The simplest alerting system is a cron job that runs a summary query against the database every N minutes and sends a notification if a threshold is exceeded:
#!/bin/bash
# alert-check.sh - run via cron every 15 minutes
# crontab: */15 * * * * /path/to/alert-check.sh
THRESHOLD_ERRORS=50
THRESHOLD_LOAD_MS=5000
# Count errors in the last 15 minutes
ERROR_COUNT=$(mysql -N -e "
SELECT COUNT(*) FROM errors
WHERE server_timestamp > NOW() - INTERVAL 15 MINUTE
" analytics_db)
# Average load time in the last 15 minutes
AVG_LOAD=$(mysql -N -e "
SELECT COALESCE(ROUND(AVG(load_time)), 0) FROM performance
WHERE server_timestamp > NOW() - INTERVAL 15 MINUTE
" analytics_db)
# Check thresholds and alert
if [ "$ERROR_COUNT" -gt "$THRESHOLD_ERRORS" ]; then
curl -X POST https://hooks.slack.com/your-webhook \
-d "{\"text\": \"ALERT: $ERROR_COUNT errors in last 15 min (threshold: $THRESHOLD_ERRORS)\"}"
fi
if [ "$AVG_LOAD" -gt "$THRESHOLD_LOAD_MS" ]; then
curl -X POST https://hooks.slack.com/your-webhook \
-d "{\"text\": \"ALERT: Avg load time ${AVG_LOAD}ms in last 15 min (threshold: ${THRESHOLD_LOAD_MS}ms)\"}"
fi
Analytics is not a one-time setup.
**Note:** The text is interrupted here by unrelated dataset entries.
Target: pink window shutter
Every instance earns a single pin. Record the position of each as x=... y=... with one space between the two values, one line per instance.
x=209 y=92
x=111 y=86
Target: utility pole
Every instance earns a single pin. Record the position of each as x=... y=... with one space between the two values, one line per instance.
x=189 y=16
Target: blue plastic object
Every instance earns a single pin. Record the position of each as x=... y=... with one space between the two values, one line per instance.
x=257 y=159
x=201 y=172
It is an ongoing feedback loop. Each sprint, each release, each deployment should include a check against the dashboard: did performance improve? Did error rates drop? Are users engaging differently?
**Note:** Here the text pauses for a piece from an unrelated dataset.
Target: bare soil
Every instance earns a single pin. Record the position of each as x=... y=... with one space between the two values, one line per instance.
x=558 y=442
The improvement cycle turns analytics from a passive monitoring tool into an active engineering practice. It is the difference between having a dashboard and using a dashboard.
The custom pipeline you built maps directly to industry standards. OpenTelemetry (OTel) is an open-source observability framework that provides standardized collector SDKs, a transport protocol (OTLP), and integrations with popular backends. It is becoming the industry standard for collecting and transmitting telemetry data.
| Your Component | OTel Equivalent |
|---|---|
collector.js (browser SDK) |
OTel Browser SDK (@opentelemetry/sdk-trace-web) |
POST /collect (ingestion endpoint) |
OTLP/HTTP (standardized transport protocol) |
| Server processing (validation, enrichment) | OTel Collector (processors, exporters, pipelines) |
| MySQL (storage) | Tempo (traces), Prometheus (metrics), Loki (logs) |
| Reporting API (JSON endpoints) | PromQL / TraceQL (query languages for backends) |
| Dashboard (charts and tables) | Grafana (open-source dashboarding) |
Over six phases, you built a complete, production-architecture analytics system from scratch. Here is the full pipeline, end to end:
You now understand every layer of a production analytics system. Whether you use Google Analytics, Plausible, PostHog, or build your own, you know what is happening under the hood. You know why the collector batches requests, why the server enriches data instead of trusting the client, why the schema uses DATETIME instead of TIMESTAMP, why the API returns JSON and never HTML, and why the dashboard uses textContent instead of innerHTML. These are not tool-specific skills. They are engineering fundamentals that transfer to any analytics platform, any observability stack, and any data pipeline you will encounter in your career.